Die Ausbildung der Bundesligisten genießt einen exzellenten Ruf. Deutschland bietet eine Chance, aufzusteigen und danach noch halbwegs in Ruhe zu reifen, bevor es beispielsweise in die von Stars überflutete Premier League oder zu den ganz großen spanischen Vereinen geht.

Diallo, der junge Mainzer, sieht das Modell Bundesliga nüchtern. "Wenn die Qualität stimmt, zeigen die Deutschen Interesse, und sie haben die Mittel, uns zu verpflichten", so der Innenverteidiger, der aus Monaco gekommen war. Beim FSV, berichtet er, "haben sie nicht gesagt, wir wollen dich, weil du jung bist, sondern: Wir wollen dich, weil du spielen sollst."

Was schwer fällt? "Die Disziplin, die Strenge"
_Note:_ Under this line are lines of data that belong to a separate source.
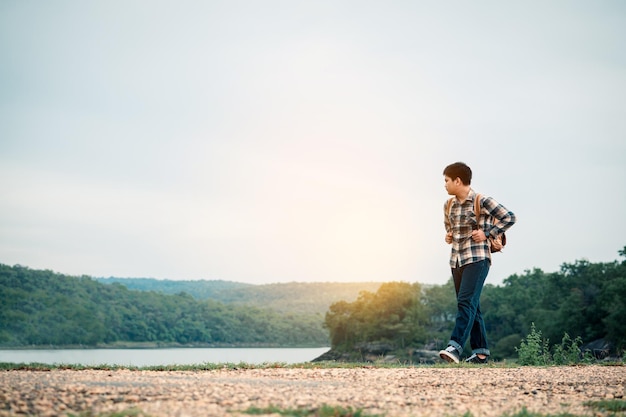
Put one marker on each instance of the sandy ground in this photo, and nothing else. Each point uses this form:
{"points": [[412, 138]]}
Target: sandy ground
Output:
{"points": [[419, 391]]}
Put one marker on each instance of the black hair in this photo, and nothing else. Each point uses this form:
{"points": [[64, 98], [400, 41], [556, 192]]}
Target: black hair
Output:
{"points": [[459, 170]]}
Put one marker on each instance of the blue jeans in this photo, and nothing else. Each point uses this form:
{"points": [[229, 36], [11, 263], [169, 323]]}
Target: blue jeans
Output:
{"points": [[468, 283]]}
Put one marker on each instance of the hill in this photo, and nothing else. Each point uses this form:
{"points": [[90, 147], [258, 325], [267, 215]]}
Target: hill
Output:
{"points": [[293, 297], [44, 308]]}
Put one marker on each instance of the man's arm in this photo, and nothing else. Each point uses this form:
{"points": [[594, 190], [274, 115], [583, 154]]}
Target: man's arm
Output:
{"points": [[503, 217]]}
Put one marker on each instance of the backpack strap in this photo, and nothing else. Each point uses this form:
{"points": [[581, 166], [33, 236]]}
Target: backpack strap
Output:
{"points": [[477, 207]]}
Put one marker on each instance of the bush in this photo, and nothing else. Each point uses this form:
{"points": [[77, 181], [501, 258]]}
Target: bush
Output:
{"points": [[533, 349]]}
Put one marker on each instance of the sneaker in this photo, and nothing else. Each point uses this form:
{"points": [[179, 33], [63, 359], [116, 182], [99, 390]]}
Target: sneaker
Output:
{"points": [[450, 354], [475, 359]]}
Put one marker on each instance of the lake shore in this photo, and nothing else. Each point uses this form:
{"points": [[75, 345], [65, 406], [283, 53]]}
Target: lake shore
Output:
{"points": [[394, 392]]}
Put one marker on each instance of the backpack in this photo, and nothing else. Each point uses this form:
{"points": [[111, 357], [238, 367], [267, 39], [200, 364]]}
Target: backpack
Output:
{"points": [[496, 244]]}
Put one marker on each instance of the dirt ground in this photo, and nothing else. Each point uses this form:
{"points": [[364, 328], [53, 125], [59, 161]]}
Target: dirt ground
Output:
{"points": [[419, 391]]}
Selbstverständlich sei Deutschland "nicht das Paradies auf Erden". Das liege an der Sprachbarriere, der Kälte - und auch am größten Unterschied, den er ausgemacht hat: "Die Disziplin, die Strenge. Hier wagt es kein Spieler, über Trainingszeiten, Masseure oder andere Mitarbeiter zu diskutieren."
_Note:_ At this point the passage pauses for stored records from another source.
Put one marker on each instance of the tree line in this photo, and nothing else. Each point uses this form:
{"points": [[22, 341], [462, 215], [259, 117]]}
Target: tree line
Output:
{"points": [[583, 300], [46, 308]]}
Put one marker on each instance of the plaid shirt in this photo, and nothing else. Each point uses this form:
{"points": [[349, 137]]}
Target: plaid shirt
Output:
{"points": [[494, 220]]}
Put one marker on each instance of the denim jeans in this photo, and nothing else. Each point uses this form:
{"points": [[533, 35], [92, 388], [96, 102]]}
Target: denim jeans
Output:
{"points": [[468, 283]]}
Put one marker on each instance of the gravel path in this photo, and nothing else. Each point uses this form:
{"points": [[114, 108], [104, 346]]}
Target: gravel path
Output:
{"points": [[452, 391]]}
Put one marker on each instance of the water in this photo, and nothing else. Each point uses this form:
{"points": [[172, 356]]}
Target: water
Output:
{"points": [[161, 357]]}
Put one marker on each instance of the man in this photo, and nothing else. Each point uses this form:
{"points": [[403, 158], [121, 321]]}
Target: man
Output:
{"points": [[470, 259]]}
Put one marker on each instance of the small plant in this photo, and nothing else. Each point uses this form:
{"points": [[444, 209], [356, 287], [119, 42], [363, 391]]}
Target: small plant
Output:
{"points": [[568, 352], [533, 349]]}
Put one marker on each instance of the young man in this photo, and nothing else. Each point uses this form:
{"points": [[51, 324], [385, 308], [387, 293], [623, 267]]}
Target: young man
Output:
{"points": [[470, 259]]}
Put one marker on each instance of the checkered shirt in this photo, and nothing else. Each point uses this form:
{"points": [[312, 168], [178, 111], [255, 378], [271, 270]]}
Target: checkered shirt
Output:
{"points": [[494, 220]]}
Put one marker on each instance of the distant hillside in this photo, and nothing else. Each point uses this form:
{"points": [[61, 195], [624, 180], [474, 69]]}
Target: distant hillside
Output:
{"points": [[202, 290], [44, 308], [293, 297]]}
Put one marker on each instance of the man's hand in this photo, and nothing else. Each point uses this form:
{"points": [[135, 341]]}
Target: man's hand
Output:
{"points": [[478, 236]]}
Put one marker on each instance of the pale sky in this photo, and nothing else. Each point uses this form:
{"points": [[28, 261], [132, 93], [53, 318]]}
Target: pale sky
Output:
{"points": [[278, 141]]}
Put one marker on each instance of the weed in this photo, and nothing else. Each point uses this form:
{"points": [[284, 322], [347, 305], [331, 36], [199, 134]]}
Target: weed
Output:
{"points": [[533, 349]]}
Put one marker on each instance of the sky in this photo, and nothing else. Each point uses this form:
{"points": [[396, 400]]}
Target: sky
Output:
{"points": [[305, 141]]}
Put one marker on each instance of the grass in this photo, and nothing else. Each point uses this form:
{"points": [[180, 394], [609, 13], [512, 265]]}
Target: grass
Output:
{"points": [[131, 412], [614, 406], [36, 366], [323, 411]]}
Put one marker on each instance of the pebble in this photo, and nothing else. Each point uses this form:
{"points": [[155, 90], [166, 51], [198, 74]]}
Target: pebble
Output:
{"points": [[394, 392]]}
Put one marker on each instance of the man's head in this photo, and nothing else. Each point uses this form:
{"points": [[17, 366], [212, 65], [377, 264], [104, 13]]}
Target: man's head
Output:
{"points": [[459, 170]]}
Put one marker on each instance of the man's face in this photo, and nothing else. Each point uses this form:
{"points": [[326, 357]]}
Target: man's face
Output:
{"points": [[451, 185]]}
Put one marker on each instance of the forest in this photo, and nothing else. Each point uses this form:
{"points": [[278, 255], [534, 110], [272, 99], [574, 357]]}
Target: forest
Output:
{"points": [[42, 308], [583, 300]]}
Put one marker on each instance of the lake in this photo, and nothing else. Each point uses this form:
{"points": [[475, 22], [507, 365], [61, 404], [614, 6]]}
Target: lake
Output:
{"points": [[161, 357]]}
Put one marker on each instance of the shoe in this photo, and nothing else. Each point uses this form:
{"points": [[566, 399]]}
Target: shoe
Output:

Die deutschen Vereine bedienen sich gerne im Nachbarland. In Frankreich sind noch Juwelen zu entdecken, feinst geschult in den hervorragenden französischen Nachwuchs-Akademien, beispielsweise in Clairefontaine (bei Paris). Zumal noch zu halbwegs anständigen Preisen. "Donnant, donnant", wie man sagt - geben und nehmen. 19 Franzosen sind übrigens in der laufenden Bundesliga-Saison eingesetzt worden, das bedeutet den dritten Platz hinter Österreich (24) und der Schweiz (23). Zu ihnen gehört auch Franck Ribery, der inzwischen seit zehn Jahren beim FC Bayern spielt. Von wegen nur Durchgangsstation.